美容室は利益率が低いと嘆いているお店は、こういった仕組みの部分が曖昧なのかもしれませんね。さっきのカラー剤なんかは「面倒だ、細かすぎる」なんて反発を覚えるスタイリストもいるかもしれませんが、結局は小さいことの積み重ねが自分たちの給料を上げることにつながるんです。そうすれば、ゆくゆくは全員が経営という広い視野で物事を見られるようになり、スタッフ自身のキャリアプランにも良い影響を与えると思います。
――教育の重要性を実感します。
その通りです。ただ、セミナー活動などで僕がお店に立てない日も多く、細かい部分まで見てあげられないのが課題。そのため、会社として喫緊のテーマは幹部の育成です。店舗数もこれから続々と増やす予定なので、今いる子たちには早く育ってほしい。数字の面もしっかりと考えて行動できる人材に、お店をどんどん任せていきたいです。
人と人とのつながりが成功への道と信じて
――人材育成への理念などはありますか?
僕がいつも言うのが「後輩を幸せにできる人間になれ」ということ。何百万円の売上があっても自分勝手で人望に欠ける美容師と、売上はさほどでも後輩からめちゃくちゃ慕われている美容師がいたとしたら、絶対に後者を目指してほしい。
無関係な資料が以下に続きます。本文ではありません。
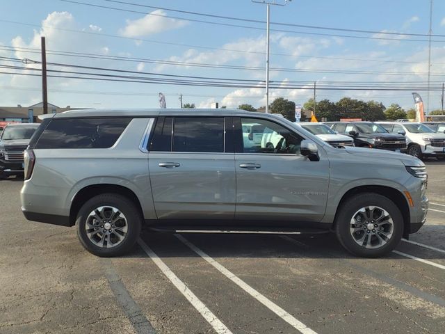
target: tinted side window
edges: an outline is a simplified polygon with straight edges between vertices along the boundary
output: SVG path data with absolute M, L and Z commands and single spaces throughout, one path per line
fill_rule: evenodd
M 173 152 L 224 152 L 223 117 L 177 117 Z
M 53 120 L 35 148 L 108 148 L 120 136 L 130 118 Z
M 335 125 L 334 130 L 337 131 L 339 134 L 345 134 L 346 133 L 346 124 L 340 124 L 337 123 Z
M 266 120 L 241 118 L 244 153 L 300 153 L 302 138 Z
M 150 143 L 151 152 L 170 152 L 172 150 L 172 117 L 159 117 Z

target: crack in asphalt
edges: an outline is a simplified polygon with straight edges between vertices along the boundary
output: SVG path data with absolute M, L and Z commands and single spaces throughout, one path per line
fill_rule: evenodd
M 109 258 L 100 258 L 105 276 L 113 293 L 137 334 L 156 334 L 154 328 L 144 315 L 122 282 L 122 278 Z

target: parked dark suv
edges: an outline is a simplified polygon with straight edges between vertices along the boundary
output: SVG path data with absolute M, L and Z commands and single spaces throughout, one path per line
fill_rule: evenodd
M 23 175 L 23 152 L 38 124 L 9 124 L 0 136 L 0 179 Z
M 403 134 L 389 134 L 373 122 L 329 122 L 331 129 L 354 139 L 357 147 L 379 148 L 406 152 L 406 138 Z

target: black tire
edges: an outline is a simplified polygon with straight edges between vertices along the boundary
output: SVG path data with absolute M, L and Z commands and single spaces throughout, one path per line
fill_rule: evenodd
M 411 144 L 408 146 L 407 153 L 410 155 L 412 155 L 419 159 L 422 159 L 423 154 L 422 154 L 422 150 L 417 144 Z
M 369 220 L 366 220 L 364 218 L 365 220 L 362 225 L 351 224 L 352 219 L 357 216 L 357 214 L 359 210 L 367 207 L 376 207 L 374 210 L 377 213 L 379 212 L 379 209 L 382 209 L 389 214 L 389 217 L 392 219 L 391 228 L 389 228 L 391 225 L 389 222 L 390 221 L 382 220 L 381 223 L 379 223 L 379 225 L 382 224 L 380 228 L 382 229 L 382 232 L 387 233 L 388 231 L 391 231 L 390 237 L 384 237 L 384 239 L 387 239 L 385 240 L 385 244 L 380 241 L 380 239 L 377 237 L 378 236 L 375 235 L 378 234 L 378 236 L 382 237 L 382 234 L 380 234 L 382 232 L 380 232 L 378 228 L 375 228 L 375 229 L 372 228 L 372 230 L 369 230 L 370 228 L 366 227 L 369 226 L 370 223 L 372 225 L 374 222 L 377 223 L 377 220 L 374 221 L 372 217 L 369 218 Z M 382 210 L 380 211 L 381 212 Z M 371 212 L 370 216 L 372 215 L 373 212 Z M 367 214 L 368 212 L 366 214 L 359 214 L 361 215 L 361 217 L 365 217 L 365 214 Z M 357 221 L 355 220 L 355 221 L 357 222 Z M 387 221 L 388 223 L 383 223 L 384 221 Z M 356 228 L 358 230 L 357 232 L 354 232 L 355 237 L 353 236 L 351 228 Z M 373 193 L 361 193 L 347 200 L 339 208 L 335 221 L 335 232 L 340 244 L 352 254 L 364 257 L 378 257 L 394 250 L 402 239 L 403 228 L 403 217 L 397 206 L 389 198 Z M 361 230 L 362 228 L 363 228 L 363 230 Z M 375 248 L 366 248 L 366 246 L 364 246 L 359 244 L 359 241 L 356 241 L 356 239 L 361 236 L 366 235 L 366 233 L 369 234 L 368 237 L 364 237 L 366 238 L 366 244 L 369 241 L 371 241 L 371 243 L 377 241 L 375 244 L 380 243 L 382 244 L 381 246 L 374 245 Z M 369 246 L 371 246 L 371 243 Z
M 96 223 L 97 221 L 97 220 L 92 217 L 90 214 L 101 207 L 106 207 L 107 208 L 113 207 L 118 209 L 119 212 L 122 214 L 124 218 L 118 216 L 117 218 L 120 221 L 116 223 L 121 223 L 122 224 L 122 226 L 125 225 L 127 227 L 126 234 L 122 238 L 120 237 L 122 237 L 123 233 L 122 234 L 119 233 L 120 237 L 118 237 L 117 232 L 114 230 L 113 230 L 113 232 L 108 234 L 107 236 L 102 237 L 102 239 L 105 239 L 105 241 L 102 241 L 102 245 L 105 246 L 101 246 L 95 244 L 87 234 L 87 227 L 88 226 L 87 225 L 87 220 L 88 222 L 92 221 L 93 223 Z M 105 214 L 106 214 L 106 209 Z M 113 212 L 110 212 L 110 214 L 113 214 Z M 112 218 L 111 216 L 110 218 Z M 92 221 L 91 221 L 91 219 L 92 219 Z M 108 221 L 111 222 L 111 220 L 110 219 Z M 124 223 L 122 223 L 122 221 L 124 221 Z M 95 239 L 101 239 L 100 237 L 102 234 L 104 234 L 101 232 L 105 231 L 105 230 L 102 230 L 100 227 L 101 224 L 102 222 L 99 223 L 99 225 L 97 226 L 97 230 L 96 228 L 95 228 L 94 232 L 97 231 L 97 234 L 94 236 Z M 95 196 L 88 200 L 81 207 L 76 219 L 77 236 L 82 246 L 92 254 L 102 257 L 119 256 L 131 250 L 139 237 L 141 226 L 142 218 L 135 204 L 127 198 L 116 193 L 104 193 Z M 113 225 L 113 227 L 114 228 L 114 225 Z M 116 225 L 116 228 L 122 228 L 122 227 Z M 110 230 L 108 231 L 111 231 L 111 228 L 110 228 Z M 112 243 L 109 241 L 107 242 L 107 238 L 110 241 L 112 238 L 114 238 L 115 240 L 119 240 L 119 243 L 116 243 L 117 244 L 115 246 L 106 248 L 106 246 L 108 245 L 108 243 L 112 244 Z

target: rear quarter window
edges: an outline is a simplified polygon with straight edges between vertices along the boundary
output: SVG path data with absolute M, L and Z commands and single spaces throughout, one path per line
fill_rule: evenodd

この間、店のグループLINEに「明日シャンプー練習します。よろしくお願いします」と新人がメッセージを送ってきたんですよ。でも他のスタッフたちは何も返信しないから、お前らそりゃないだろうって叱りました。若い子が勇気を出して発言したんだから、先輩は「頑張れ」のひと言でも返してあげないと。「変なこと言っちゃったかな」「練習したら迷惑かな」って、その子は余計なことを考えてしまいますよね。
自分自身の持つ影響力をよく理解し、相手の立場に立って想像してみれば、自分が取るべき行動はおのずと見えてくるはず。人、特に自分より立場が下の人間を大切にできないやつは大成しませんよ。
――津賀さんがそこまで「人」を大切にするのはなぜでしょうか?
僕はLondで社長や先輩方にお世話になったおかげで、ドン底だった人生が変わりました。その恩返しがしたくて、フランチャイズの道を選んだという経緯があります。小さな力かもしれないけれど、Londのさらなる成長に向けて尽力したい。そして今、僕を信じて、One Bloomのために頑張ってくれているスタッフがたくさんいます。
尊敬する人たちの夢のお手伝いをしながら、自分の夢もかなえて、次に誰かの夢をかなえてあげる。結局、この繰り返しの先に大きな成功があるのかなと。僕は僕の大好きな人たちみんなに物心両面の幸せを提供したいし、事業継続においてそれが最強の答えだと思っています。
――One Bloomの今後の展開を教えてください。
福岡天神の2店舗に続き、今夏には3店舗目を出店予定です。時機を見て、そのうち郊外へも進出していきます。今後10年間のうちに、九州エリアで50店舗展開・500人雇用がOne Bloomの目標。途方もない夢だと思われるかもしれませんが、絶対に叶えますよ。今、それを実現するための道を1歩1歩つくっている最中です。
津賀さん流!売上を出せるお店づくりの3つのポイント
1.教育
2.材料
3.風土
津賀さんのお話から感じられたのは、目標に向かって物事を着実に進めるシビアなビジネス感覚と、それに相反するような周囲の人々への愛情深さでした。このバランスの妙こそが、場所が変わっても彼が成功を収め続ける理由なのでしょう。津賀さんの大きな夢の実現を楽しみにしています!